Besides, rules designed to protect investment through the cycle tend to get ditched anyway whenever backs are against the wall. For instance, Brown’s golden rule did nothing to prevent Labour taking the axe to capital spending budgets in the wake of the financial crisis.
Would the new Government be prepared to run a surplus on current spending in order to pay for enhanced borrowing for investment? You can bet your boots it would not. The decision to cave into a tsunami of public sector pay demands tells you exactly where its priorities lie.
Fiscal rules come and go, but in the end, says Robert Chote, former head of both the Institute for Fiscal Studies and the OBR, actions speak louder than rules when it comes to fiscal credibility; in order to be confident of debt sustainability, what the markets need to know most is that, when push comes to shove, the Government is prepared to do unpopular things.
Abolition of the universal winter fuel allowance should very much be seen in that context. It doesn’t save a lot of money, but in stirring a backbench rebellion which is then faced down, it signals political backbone.

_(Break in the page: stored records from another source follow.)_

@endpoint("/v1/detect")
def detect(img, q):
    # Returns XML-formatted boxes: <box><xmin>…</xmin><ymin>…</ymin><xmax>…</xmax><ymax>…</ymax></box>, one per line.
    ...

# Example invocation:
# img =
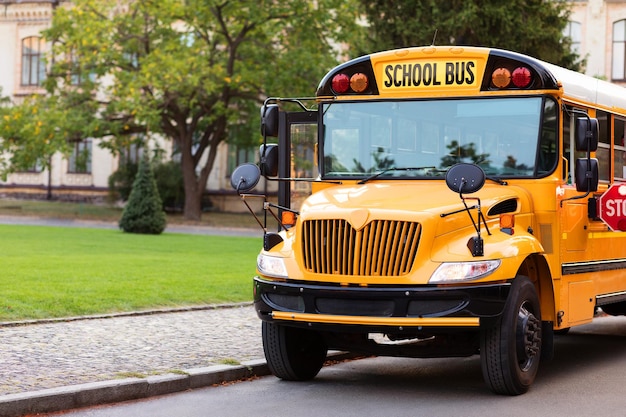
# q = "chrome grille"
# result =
<box><xmin>302</xmin><ymin>220</ymin><xmax>421</xmax><ymax>276</ymax></box>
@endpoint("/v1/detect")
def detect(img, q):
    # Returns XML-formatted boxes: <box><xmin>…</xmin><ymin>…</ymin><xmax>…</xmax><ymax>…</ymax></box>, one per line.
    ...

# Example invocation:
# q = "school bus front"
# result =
<box><xmin>233</xmin><ymin>47</ymin><xmax>619</xmax><ymax>395</ymax></box>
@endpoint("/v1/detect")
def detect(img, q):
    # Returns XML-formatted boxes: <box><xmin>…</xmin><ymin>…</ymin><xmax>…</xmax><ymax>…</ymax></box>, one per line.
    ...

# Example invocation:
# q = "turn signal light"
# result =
<box><xmin>491</xmin><ymin>68</ymin><xmax>511</xmax><ymax>88</ymax></box>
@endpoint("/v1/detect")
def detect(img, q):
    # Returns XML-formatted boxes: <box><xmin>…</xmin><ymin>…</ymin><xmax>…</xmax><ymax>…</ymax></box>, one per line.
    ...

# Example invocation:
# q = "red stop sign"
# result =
<box><xmin>598</xmin><ymin>184</ymin><xmax>626</xmax><ymax>231</ymax></box>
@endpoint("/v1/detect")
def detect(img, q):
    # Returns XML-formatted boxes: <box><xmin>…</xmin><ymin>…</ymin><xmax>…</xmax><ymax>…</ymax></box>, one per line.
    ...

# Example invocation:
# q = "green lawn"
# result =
<box><xmin>0</xmin><ymin>225</ymin><xmax>262</xmax><ymax>321</ymax></box>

Yet it is also something of a charade. Thus far, there has been no serious attempt by the Government to confront the reality of its disposition. Having ruled out any increase in the main sources of taxation, it has no answers as to how it is going to finance the myriad public spending pressures now building up in the system. From defence to healthcare and dilapidated infrastructure, each of them demand an extra one to two percentage points of GDP in spending.
Further reforming the fiscal rules may have merit, but it’s no panacea.
Ultimately, there is only one parameter that really matters when it comes to debt sustainability – that over time, government spending, whether it be current or investment, always grows less strongly than the economy.
Good luck in pursuit of this nirvana, Chancellor – you’ll need it.